The death penalty was understood as something that had to be seen in order to have its maximum effect.
Culled from: The Death Penalty: An American History
Vintage Prisoners Du Jour!
ABORTIONISTS
October 12, 1936
Photographer: Fred Morgan
Abortion Hospital, Newark, N.J. Nurse Anne Green and Dr. G. E. Harley. — photographer’s caption.
Dr. George E. Harley, 66, and his nurse Anna Green, 28, were arrested October 9, 1936, on charges of performing illegal operations. It was alleged that they ran Newark’s “Anti-Stork Club,” a sort of co-op for illegal abortions, and that as many as eight hundred young women had paid $1 to $2 a month for “membership.” Records seized at their offices indicated that the doctor might have performed as may as 5,800 abortions.
Culled from: New York Noir
I totally need an “Anti-Stork Club” t-shirt!
And also, here’s an article with additional details from the February 22, 1937 issue of Time magazine:
Just about a year ago, according to the testimony she last week swore to in a Newark court, a wayward New Jersey girl named Anna Bartholomeo found herself pregnant and speedily learned about “Dr. Harley’s place.” This was an eleven-room house in a respectable Newark neighborhood where one George E. Harley, a genteel little malpractitioner, conducted an anti-birth insurance business. For $2 a month, paid in advance, “Dr.” Harley guaranteed that no customer need have a baby. For contraceptive he dispensed a “Magic Oil.” In case of pregnancy he stood ready to perform an abortion.
More than 2,000 women in Newark, New York City and neighboring communities subscribed to the system of this abortionist whose name echoed London’s famed Harley Street where England’s most honorable doctors have their offices.
Newark’s “Dr.” Harley was called both an osteopath and a chiropractor last week. According to an imposing certificate on his office wall, issued by a diploma mill called the “American Academy of Medicine & Surgery,” he is a “Doctor of Medicine & Master Diagnostician.” Subscribers to his anti-birth plan submitted photographs of themselves in street clothes and in the nude, and received numbered identification cards.
“Dr.” Harley’s assistant, a strapping brunette of 33 named Anna Green, carefully filed the photographs, especially the nudes, which few women rebelled against posing for, in big leather-bound scrapbooks.
Police exulted over those tell-tale photographs when they raided this abortorium last autumn. But prosecutors did not need to subpoena any of the women as witnesses, for Anna Bartholomeo, 20, inmate of the North Jersey Training School for Girls, testified willingly. This young woman went to the Harley establishment last spring, when she was three months pregnant.
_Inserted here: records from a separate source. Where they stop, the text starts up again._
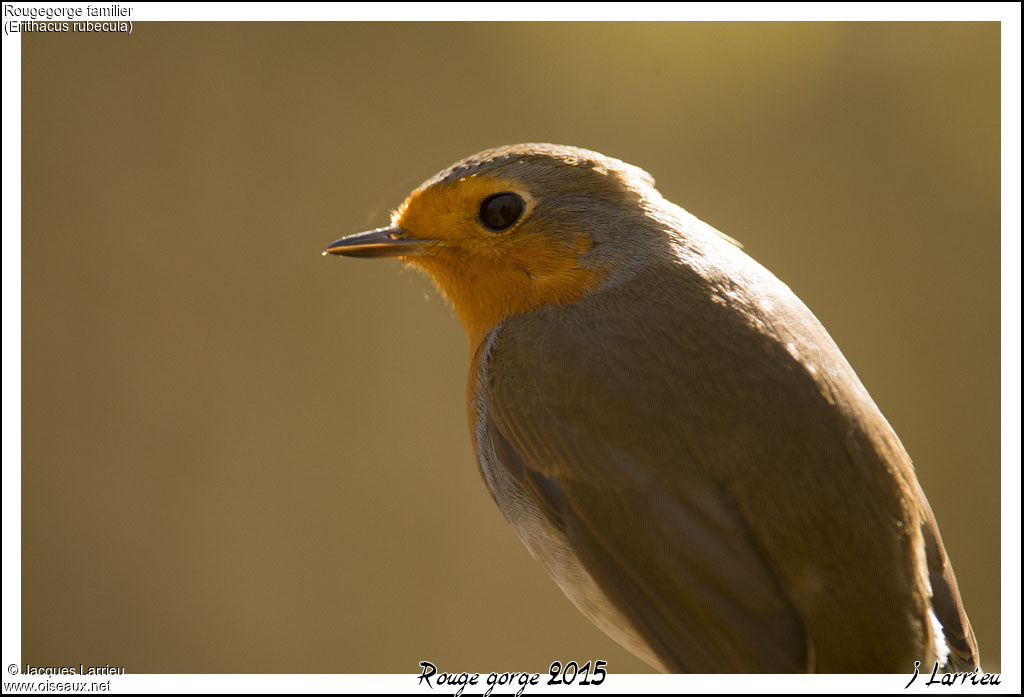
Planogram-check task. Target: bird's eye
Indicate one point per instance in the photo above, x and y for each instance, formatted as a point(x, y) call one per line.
point(498, 212)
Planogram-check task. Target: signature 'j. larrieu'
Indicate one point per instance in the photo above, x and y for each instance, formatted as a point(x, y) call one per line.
point(672, 433)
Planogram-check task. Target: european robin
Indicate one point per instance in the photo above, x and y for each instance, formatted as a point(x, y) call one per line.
point(672, 433)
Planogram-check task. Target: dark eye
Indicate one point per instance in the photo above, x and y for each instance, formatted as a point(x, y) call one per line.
point(498, 212)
Because she had neglected to take out a Harley anti-birth policy, “Dr.” Harley wanted to charge her $150 for the abortion. Her “friend,” who accompanied her, haggled the charge down to $125, whereupon Anna Bartholomeo was promptly delivered of her embryo.
Last week a Newark jury decided that “Dr.” Harley and Assistant Green were criminals. A judge prepared to sentence them to from seven to 15 years in a penitentiary. This jeopardized the prepayments made by women who expected to require abortions. As for their nude photographs, the county prosecutor guaranteed to protect their reputations by impounding the scrapbooks.